Presentation Zen challenges the conventional wisdom of making slide presentations and presenting them and encourages you to think differently and more creatively about the preparation, design, and delivery of your presentations.
“If there is one important precept worth following, it is the idea of simplicity. The best visuals are often ones designed with an eye toward simplicity,” says the man behind Presentation Zen, Garr Reynolds.
He is a former Apple employee, and currently Associate Professor of Management at Kansai Gaidai University in Japan where he teaches Marketing, Global Marketing and Multimedia Presentation Design. Garr is active in the Japanese community and can often be found presenting on subjects concerning design, branding, and effective corporate communications.

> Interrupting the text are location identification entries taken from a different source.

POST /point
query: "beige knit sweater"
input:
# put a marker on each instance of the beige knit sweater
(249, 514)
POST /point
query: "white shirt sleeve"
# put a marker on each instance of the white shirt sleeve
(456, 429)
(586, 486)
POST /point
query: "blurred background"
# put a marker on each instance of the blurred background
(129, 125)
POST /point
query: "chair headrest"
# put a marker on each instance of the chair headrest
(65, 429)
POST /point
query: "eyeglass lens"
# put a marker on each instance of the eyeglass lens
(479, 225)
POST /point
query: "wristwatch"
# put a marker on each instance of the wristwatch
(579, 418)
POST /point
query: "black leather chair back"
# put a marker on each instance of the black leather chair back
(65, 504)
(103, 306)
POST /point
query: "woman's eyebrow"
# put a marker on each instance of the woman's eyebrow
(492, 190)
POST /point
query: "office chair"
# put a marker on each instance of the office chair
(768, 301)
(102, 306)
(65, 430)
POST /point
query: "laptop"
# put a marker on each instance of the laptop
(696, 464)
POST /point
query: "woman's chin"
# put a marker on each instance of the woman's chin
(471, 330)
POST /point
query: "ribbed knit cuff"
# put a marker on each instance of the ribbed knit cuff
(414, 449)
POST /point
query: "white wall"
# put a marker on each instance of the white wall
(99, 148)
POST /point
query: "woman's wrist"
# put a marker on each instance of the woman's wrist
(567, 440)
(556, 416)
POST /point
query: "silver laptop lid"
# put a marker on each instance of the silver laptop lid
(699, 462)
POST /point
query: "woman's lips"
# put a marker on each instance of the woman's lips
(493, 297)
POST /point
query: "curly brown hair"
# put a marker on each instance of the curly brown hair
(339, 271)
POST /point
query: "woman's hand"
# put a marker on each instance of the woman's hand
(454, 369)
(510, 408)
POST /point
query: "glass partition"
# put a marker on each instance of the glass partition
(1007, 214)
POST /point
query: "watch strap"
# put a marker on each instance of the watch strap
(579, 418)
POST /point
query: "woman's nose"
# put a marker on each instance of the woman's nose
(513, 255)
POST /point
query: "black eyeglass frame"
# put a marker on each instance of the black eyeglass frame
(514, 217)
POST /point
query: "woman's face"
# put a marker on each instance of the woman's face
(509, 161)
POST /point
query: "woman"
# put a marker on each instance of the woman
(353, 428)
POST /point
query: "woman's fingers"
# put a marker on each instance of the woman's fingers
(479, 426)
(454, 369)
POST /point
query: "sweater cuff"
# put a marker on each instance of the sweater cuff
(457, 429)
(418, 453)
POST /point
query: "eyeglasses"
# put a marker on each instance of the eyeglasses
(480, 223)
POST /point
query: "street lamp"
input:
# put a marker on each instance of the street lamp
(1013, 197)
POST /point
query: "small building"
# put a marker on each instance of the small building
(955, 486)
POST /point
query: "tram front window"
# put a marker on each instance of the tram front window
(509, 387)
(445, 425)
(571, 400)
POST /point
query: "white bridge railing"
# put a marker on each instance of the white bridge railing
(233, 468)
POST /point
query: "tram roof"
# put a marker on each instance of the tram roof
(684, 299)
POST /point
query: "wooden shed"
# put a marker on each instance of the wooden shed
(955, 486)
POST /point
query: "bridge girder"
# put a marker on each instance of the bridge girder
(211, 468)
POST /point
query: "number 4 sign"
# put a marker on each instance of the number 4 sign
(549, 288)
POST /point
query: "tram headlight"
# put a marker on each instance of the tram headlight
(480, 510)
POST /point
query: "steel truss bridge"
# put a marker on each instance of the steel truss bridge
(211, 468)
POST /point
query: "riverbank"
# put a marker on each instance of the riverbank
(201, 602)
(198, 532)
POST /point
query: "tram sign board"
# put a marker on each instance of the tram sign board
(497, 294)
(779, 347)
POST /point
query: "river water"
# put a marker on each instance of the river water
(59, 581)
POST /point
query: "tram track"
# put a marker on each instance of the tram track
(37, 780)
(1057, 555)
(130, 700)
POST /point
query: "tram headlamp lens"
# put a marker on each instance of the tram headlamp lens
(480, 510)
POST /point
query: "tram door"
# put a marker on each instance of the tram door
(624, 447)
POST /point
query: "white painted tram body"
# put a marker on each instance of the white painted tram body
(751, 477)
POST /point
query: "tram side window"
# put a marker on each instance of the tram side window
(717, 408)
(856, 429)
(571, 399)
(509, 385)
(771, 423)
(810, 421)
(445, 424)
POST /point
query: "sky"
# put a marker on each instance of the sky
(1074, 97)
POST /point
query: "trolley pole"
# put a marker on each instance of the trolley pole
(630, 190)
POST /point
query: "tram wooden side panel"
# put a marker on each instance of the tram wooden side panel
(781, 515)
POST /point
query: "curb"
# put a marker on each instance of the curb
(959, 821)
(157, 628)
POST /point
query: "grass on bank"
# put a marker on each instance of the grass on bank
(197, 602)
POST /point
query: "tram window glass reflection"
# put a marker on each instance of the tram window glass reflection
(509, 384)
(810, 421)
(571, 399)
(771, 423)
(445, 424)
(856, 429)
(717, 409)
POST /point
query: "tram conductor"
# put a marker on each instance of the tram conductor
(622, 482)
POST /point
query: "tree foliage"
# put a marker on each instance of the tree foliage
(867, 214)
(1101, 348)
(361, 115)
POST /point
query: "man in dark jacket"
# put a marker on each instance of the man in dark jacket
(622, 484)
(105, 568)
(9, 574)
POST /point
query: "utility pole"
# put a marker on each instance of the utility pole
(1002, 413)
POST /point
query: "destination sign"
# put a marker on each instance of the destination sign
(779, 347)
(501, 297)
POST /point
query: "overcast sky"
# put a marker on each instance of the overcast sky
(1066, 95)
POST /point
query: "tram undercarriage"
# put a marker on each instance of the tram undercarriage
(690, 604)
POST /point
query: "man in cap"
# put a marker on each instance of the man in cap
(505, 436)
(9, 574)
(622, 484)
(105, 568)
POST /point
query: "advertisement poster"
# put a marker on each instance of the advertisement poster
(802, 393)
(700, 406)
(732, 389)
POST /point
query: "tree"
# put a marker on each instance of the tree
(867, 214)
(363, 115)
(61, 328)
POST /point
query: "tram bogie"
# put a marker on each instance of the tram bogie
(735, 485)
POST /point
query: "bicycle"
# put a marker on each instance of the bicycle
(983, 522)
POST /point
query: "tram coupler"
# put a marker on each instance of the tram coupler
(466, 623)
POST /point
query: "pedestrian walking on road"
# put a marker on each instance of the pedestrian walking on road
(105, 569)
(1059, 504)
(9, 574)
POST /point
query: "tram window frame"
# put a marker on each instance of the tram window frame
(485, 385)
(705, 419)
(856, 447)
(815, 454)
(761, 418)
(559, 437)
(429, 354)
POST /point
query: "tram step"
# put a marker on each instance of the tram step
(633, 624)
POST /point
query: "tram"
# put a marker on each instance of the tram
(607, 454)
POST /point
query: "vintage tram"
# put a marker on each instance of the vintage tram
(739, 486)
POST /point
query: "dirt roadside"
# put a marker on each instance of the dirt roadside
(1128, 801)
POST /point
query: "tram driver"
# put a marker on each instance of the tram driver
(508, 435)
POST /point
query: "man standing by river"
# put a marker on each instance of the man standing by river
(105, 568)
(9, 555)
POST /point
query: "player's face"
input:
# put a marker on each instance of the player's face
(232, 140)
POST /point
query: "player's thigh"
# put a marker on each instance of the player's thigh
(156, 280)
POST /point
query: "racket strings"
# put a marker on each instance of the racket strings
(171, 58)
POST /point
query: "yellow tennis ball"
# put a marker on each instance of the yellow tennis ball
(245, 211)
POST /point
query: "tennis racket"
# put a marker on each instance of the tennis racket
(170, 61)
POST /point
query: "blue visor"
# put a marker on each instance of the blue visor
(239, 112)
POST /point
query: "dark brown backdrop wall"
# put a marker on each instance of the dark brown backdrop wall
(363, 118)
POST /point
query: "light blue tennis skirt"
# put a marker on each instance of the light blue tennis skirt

Having said that, some principles might be helpful. When you make your next powerpoint slide and presentation have this at the back of your mind:
• Multimedia Effect. Narration with pictures (visuals) is better than narration alone.
• Modality Principle. People learn better when words are presented as narration rather than text.
• Redundancy Principle. People learn better from narration & graphics rather than narration, graphics, & text.
• Coherence Principle. People learn better when extraneous visual material is excluded.
Another principle is the 10÷20÷30 Rule of PowerPoint. This means that a PowerPoint presentation should have ten slides, last no more than twenty minutes, and contain no font smaller than thirty points.
Presentation Zen is also a book (Presentation Zen: Simple Ideas on Presentation Design and Delivery) that has been translated into many languages. I think it should be a must have for those who present, give talks, are speakers in fora, or are just plain lovers of design.
For teaching us the Zen behind presentation design, for helping us better our presentation skills and design capabilities, Ang Peregrino Recommends Presentation Zen this week.